Monday, 3 February 2014

Don't defend the guilty

At Alpha Game, we rightly focus on the evils that women do because our mainstream media culture is resolutely anti-male. But that same anti-male culture isn't above suddenly giving certain men a pass when it suits them, men such as accused child molester Woody Allen.

It's a little harder to dismiss the accusations as Mia Farrow's bitterness at her betrayal, as some did, when those accusations are being made directly and publicly by her daughter:

[W]hen I was seven years old, Woody Allen took me by the hand and led me into a dim, closet-like attic on the second floor of our house. He told me to lay on my stomach and play with my brother’s electric train set. Then he sexually assaulted me. He talked to me while he did it, whispering that I was a good girl, that this was our secret, promising that we’d go to Paris and I’d be a star in his movies. I remember staring at that toy train, focusing on it as it traveled in its circle around the attic. To this day, I find it difficult to look at toy trains....

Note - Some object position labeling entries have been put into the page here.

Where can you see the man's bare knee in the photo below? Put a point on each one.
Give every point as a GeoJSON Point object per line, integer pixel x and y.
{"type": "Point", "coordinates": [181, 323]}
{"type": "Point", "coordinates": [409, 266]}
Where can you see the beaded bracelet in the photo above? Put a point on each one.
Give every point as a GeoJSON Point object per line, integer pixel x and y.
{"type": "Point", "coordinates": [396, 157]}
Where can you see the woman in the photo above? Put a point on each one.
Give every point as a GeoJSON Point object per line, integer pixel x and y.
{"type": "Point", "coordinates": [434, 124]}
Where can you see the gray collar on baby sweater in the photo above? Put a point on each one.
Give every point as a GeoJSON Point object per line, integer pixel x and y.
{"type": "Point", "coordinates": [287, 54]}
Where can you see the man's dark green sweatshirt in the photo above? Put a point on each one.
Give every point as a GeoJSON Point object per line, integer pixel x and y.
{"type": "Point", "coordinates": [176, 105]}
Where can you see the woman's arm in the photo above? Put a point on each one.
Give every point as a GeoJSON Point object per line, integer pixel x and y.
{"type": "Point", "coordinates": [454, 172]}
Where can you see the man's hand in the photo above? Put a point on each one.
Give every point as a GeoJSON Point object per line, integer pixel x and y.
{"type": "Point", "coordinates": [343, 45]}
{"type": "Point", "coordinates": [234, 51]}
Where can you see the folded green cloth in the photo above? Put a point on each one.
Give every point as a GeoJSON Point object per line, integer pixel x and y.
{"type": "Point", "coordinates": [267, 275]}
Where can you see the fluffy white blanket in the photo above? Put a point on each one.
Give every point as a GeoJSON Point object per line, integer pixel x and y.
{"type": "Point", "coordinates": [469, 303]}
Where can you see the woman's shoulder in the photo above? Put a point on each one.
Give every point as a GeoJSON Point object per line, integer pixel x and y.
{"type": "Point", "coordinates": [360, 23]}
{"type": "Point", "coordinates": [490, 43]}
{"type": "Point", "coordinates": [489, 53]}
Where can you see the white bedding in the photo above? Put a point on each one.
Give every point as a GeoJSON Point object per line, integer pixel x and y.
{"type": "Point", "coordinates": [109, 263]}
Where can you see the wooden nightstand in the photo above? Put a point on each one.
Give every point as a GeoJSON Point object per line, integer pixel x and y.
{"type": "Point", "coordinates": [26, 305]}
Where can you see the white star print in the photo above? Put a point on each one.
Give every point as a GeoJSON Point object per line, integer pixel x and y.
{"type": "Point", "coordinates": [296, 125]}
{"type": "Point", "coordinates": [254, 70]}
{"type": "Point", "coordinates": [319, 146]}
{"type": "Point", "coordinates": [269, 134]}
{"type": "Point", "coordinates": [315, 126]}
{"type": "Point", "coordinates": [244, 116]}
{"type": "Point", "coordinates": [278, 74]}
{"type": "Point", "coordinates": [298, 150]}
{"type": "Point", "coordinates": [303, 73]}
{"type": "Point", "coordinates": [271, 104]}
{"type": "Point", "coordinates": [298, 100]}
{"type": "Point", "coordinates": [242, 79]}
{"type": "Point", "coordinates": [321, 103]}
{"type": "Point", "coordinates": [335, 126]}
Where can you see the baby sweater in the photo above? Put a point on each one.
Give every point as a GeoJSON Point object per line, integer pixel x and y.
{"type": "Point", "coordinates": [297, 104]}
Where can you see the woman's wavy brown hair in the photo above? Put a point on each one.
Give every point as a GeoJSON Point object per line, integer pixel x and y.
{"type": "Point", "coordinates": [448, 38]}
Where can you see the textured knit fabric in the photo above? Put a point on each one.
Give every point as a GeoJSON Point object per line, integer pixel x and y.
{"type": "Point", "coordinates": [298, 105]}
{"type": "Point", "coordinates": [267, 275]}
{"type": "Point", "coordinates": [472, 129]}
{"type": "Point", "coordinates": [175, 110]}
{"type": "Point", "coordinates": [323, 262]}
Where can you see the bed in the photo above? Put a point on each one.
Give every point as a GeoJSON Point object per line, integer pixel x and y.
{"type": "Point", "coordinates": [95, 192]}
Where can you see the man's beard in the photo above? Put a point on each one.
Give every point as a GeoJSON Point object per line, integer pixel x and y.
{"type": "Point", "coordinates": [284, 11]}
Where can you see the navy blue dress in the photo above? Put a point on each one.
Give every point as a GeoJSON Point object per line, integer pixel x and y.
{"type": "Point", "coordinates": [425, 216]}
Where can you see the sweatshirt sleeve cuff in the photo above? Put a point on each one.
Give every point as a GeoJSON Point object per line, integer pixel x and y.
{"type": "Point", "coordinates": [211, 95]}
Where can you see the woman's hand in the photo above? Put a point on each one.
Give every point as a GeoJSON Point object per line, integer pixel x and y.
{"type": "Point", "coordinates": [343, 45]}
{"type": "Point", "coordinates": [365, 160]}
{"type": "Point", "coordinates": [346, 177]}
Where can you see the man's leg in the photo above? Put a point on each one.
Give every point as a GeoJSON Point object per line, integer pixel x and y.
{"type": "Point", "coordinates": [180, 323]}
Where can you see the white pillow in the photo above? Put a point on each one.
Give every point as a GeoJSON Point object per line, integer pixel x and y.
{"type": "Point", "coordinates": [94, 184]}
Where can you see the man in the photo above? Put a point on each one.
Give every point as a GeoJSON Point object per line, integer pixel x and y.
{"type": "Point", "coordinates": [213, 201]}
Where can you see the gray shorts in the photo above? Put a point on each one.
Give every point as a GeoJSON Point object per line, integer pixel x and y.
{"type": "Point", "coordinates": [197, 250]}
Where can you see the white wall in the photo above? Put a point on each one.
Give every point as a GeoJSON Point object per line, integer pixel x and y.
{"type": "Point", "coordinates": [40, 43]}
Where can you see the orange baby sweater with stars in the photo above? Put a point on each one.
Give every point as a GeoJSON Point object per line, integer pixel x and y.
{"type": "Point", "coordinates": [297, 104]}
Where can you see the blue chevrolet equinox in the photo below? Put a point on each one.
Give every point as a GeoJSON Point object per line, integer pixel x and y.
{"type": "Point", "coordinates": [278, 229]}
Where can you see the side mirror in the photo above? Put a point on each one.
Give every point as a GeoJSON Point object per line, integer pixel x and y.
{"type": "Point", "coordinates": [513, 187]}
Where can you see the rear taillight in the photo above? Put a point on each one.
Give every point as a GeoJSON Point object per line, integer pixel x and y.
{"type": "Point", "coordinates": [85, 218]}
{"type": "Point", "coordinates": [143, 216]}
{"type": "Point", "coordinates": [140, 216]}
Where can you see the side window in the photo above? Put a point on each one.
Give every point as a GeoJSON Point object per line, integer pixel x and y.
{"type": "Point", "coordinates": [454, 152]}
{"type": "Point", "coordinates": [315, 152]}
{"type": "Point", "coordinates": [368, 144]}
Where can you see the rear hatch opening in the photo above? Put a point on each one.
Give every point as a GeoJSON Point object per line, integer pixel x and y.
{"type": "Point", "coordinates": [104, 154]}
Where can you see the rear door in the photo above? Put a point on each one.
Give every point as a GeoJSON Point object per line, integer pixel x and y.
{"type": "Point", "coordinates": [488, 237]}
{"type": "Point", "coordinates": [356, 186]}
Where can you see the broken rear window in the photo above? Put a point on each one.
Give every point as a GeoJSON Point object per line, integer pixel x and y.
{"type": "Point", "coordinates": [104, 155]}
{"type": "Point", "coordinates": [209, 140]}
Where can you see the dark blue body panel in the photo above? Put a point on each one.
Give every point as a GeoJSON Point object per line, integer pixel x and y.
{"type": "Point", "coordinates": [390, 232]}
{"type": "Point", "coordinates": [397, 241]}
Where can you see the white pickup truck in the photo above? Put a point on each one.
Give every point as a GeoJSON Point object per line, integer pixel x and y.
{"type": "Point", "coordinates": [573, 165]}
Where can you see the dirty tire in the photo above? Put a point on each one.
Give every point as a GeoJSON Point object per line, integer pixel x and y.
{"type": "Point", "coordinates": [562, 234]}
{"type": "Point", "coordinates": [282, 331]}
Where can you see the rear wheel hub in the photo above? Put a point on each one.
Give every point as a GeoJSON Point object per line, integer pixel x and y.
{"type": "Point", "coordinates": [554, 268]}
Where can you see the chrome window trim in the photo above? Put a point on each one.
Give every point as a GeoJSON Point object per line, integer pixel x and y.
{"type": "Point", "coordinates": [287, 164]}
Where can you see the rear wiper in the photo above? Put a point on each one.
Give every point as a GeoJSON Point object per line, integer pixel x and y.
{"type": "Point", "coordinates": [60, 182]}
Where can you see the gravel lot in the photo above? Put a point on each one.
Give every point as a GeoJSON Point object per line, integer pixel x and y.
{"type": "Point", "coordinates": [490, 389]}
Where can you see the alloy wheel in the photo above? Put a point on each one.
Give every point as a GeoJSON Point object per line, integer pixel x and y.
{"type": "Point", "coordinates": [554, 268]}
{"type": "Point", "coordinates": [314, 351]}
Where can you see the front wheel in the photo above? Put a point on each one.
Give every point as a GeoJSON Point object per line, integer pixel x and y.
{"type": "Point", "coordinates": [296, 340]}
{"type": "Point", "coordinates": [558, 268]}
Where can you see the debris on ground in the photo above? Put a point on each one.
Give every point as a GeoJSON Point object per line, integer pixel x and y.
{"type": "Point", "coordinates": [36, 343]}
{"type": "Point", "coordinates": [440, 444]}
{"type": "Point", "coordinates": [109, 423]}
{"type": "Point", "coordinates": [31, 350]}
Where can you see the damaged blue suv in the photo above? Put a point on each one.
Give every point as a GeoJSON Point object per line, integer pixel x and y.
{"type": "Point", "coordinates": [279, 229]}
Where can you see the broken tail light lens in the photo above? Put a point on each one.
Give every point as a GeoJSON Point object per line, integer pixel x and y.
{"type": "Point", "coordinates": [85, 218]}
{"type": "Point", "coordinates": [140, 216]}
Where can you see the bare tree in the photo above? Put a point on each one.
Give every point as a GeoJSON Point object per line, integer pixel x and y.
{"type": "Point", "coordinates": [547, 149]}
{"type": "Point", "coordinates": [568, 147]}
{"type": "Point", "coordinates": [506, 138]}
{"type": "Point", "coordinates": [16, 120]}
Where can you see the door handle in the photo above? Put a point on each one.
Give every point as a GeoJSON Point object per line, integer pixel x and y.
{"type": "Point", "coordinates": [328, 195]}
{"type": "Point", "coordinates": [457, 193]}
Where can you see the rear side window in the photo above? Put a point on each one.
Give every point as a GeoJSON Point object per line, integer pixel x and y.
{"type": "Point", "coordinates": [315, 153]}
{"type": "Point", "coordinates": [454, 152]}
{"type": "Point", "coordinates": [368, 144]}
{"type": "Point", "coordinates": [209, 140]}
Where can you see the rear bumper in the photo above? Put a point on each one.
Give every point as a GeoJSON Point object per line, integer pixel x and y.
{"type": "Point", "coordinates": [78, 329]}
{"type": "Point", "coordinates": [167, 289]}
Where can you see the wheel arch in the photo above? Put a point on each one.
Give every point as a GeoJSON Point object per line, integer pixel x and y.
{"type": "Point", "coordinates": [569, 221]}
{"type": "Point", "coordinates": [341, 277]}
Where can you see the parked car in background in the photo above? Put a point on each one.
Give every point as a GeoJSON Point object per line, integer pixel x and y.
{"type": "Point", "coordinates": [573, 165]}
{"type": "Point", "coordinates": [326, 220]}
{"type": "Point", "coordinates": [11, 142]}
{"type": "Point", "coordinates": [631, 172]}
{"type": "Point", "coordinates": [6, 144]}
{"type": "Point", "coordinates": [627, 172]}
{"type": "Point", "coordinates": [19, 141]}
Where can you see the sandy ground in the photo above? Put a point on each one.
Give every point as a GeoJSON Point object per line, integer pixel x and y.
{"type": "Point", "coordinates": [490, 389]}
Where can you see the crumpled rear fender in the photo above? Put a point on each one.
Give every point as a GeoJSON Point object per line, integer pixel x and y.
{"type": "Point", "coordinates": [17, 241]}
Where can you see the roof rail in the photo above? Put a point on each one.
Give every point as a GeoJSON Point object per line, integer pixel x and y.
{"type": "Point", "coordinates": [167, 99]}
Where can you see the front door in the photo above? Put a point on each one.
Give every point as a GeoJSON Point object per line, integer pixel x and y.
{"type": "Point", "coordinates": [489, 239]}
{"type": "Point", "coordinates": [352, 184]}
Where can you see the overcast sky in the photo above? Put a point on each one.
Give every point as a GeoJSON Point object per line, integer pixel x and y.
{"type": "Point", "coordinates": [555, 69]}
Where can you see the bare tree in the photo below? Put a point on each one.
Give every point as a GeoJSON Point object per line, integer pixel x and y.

For as long as I could remember, my father had been doing things to me that I didn’t like. I didn’t like how often he would take me away from my mom, siblings and friends to be alone with him. I didn’t like it when he would stick his thumb in my mouth. I didn’t like it when I had to get in bed with him under the sheets when he was in his underwear. I didn’t like it when he would place his head in my naked lap and breathe in and breathe out. I would hide under beds or lock myself in the bathroom to avoid these encounters, but he always found me. These things happened so often, so routinely, so skillfully hidden from a mother that would have protected me had she known, that I thought it was normal. I thought this was how fathers doted on their daughters. But what he did to me in the attic felt different. I couldn’t keep the secret anymore.
It's important to not get so caught up in defending men that we forget that some men are truly the monsters that the feminists attempt to portray us all as being. Indeed, it is important that we police our own ranks, if only to avoid handing them an easy and effective rhetorical weapon with which to hammer us.

This doesn't prove that Woody Allen did it, but his sexually obsessed, neurotic career, and his behavior with Mia Farrow's adopted daughter does tend to lend credence to the charges.